我自己做体育写作这么多年,见过太多为了竞技设计出来的体育器材,但马棒是少有的、完全从生活里长出来的器具:半米多长的长度刚好适合在马上挥动,不会像套马杆那样容易被树枝挂住,头重柄轻的设计刚好能借到挥臂的力气,哪怕是没练过的人,握着也能使出不小的劲,外面包的铜皮既能增加杀伤力,又不容易把木头棒头敲裂,这种设计不是哪个设计师在办公室里想出来的,是草原上的牧人一代代试了上千年才攒出来的智慧。
我之前总觉得传统体育离普通人的生活很远,要么是博物馆里落灰的文物,要么是文旅演出里摆样子的道具,但摸着阿木尔家那根磨得发亮的马棒我才明白:这些老祖宗传下来的体育项目,从来不是为了比赛才存在的,它就是当地人生活的一部分,是他们和自然打交道的方式,是刻在骨血里的生存记忆,那些所谓的“竞技技巧”,其实都是老辈人在暴风雪里、在和狼的对峙里、在常年的放牧生活里练出来的本事,比训练场里练出来的技巧扎实一万倍。
从牧群到赛场,马棒的“出圈”不是变味,是换了个地方活着
这次去内蒙古之前,我一直以为马棒只有草原上的牧民才会玩,直到阿木尔给我看他们学校的马棒队视频,我才知道现在马棒早就成了内蒙古很多中小学的必修课,甚至火到了城里。
阿木尔就读的锡林郭勒盟蒙古族中学,从2020年就开了马棒选修课,一周两节,不仅有传统的马上马棒,还有适合没接触过骑马的孩子玩的步战马棒:用轻量化的ABS材料做训练用棒,护具和击剑护具差不多,两个人在场地里对抗,规则和马上的差不多,击中护具得分,打落对方的棒就算赢,阿木尔的妹妹阿茹娜才14岁,是学校女子步战马棒队的队长,去年拿了全盟中小学马棒赛的女子组季军,小姑娘胳膊上的肌肉线条比很多同龄男孩都明显,她跟我说“以前我爸妈总说女孩子玩这个太野,不让我学,我拿了奖之后,好多以前跳皮筋的女同学都来跟我报名学马棒了”。
现在不仅学校里开课,呼和浩特、包头这些城市里,已经有了专门的马棒培训机构,阿木尔的叔叔就在呼和浩特开了一家,我上个月出差特意去看了看:机构就在一个普通的小区底商里,墙上贴满了孩子打马棒的照片,有蒙古族的,也有汉族的、回族的,还有个蓝眼睛的混血小孩,教练说那是附近住的俄罗斯族孩子,特别喜欢玩马棒,每周都来,我去的时候刚好赶上小学员打对抗赛,一个个穿着护具,挥着轻量化的塑料马棒,喊得震天响,结束之后一个个满头汗,抢着跟我说“阿姨你看我刚才打得好不好”,那种发自内心的快乐,和我在那达慕上看到阿木尔赢了的时候的快乐,一模一样。

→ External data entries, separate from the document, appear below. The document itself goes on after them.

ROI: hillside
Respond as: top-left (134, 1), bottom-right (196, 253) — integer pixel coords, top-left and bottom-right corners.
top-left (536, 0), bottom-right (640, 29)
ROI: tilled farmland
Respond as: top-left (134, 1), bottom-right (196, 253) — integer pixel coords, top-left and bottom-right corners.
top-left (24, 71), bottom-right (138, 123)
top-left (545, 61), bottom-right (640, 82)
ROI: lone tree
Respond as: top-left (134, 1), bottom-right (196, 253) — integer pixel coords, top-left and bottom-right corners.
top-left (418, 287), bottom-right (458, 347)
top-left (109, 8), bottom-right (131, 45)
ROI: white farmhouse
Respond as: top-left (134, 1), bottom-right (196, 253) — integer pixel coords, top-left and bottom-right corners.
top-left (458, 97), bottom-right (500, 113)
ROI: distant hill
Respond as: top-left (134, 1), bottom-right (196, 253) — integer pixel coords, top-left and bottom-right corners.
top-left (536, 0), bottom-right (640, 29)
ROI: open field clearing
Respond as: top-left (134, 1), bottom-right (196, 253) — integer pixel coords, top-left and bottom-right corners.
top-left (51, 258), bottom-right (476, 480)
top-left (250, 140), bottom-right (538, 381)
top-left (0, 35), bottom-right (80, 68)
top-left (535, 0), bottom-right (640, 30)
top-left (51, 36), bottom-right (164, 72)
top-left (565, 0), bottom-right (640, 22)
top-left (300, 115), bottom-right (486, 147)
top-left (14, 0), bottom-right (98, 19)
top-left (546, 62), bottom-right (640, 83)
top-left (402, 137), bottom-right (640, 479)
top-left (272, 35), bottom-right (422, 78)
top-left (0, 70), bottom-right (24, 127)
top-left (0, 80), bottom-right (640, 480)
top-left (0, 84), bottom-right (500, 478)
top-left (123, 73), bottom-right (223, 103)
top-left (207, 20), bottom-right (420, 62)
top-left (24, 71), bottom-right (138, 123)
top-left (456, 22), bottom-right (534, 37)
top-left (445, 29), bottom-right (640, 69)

当然也有不同的声音,我在网上见过不少人说:现在的马棒比赛带着护具点到为止,也不用来赶马打狼了,早就失去原来的味道了,是“变了味的传统”,但阿木尔爸爸跟我说的一句话我特别认同:“以前拿马棒是为了活下去,现在拿马棒是为了活得开心,只要这根棒子还在人手里握着,就没变味。”我自己也特别认同这个观点:传统体育的传承从来不是要把它锁在过去的壳子里,要是马棒只能是牧民用来赶马的工具,那以后放牧的人越来越少,这东西岂不是要进博物馆了?现在把它改成适合城市人、适合孩子玩的竞技项目,哪怕不用骑马,哪怕是用塑料做的训练棒,只要还有人愿意拿起来挥,愿意了解它背后的故事,它就是活的。
我们为什么要留住马棒?留住的其实是不服输的那股劲
我做体育写作快8年了,写过冬奥会的冠军,写过CBA的球星,也写过小区里打太极的大爷,之前总有人问我,体育的本质到底是什么?是更高更快更强吗?是,但也不全是,接触了马棒之后我才明白,体育最开始的样子,就是人活下去的本事,是和自然对抗的武器,是刻在骨血里的不服输的劲,马棒就是最好的例子,它从牧人手里的生存工具,变成赛场上的体育器材,又变成城市孩子手里的新潮玩具,变的是用途,不变的是挥棒的时候那股勇往直前的劲。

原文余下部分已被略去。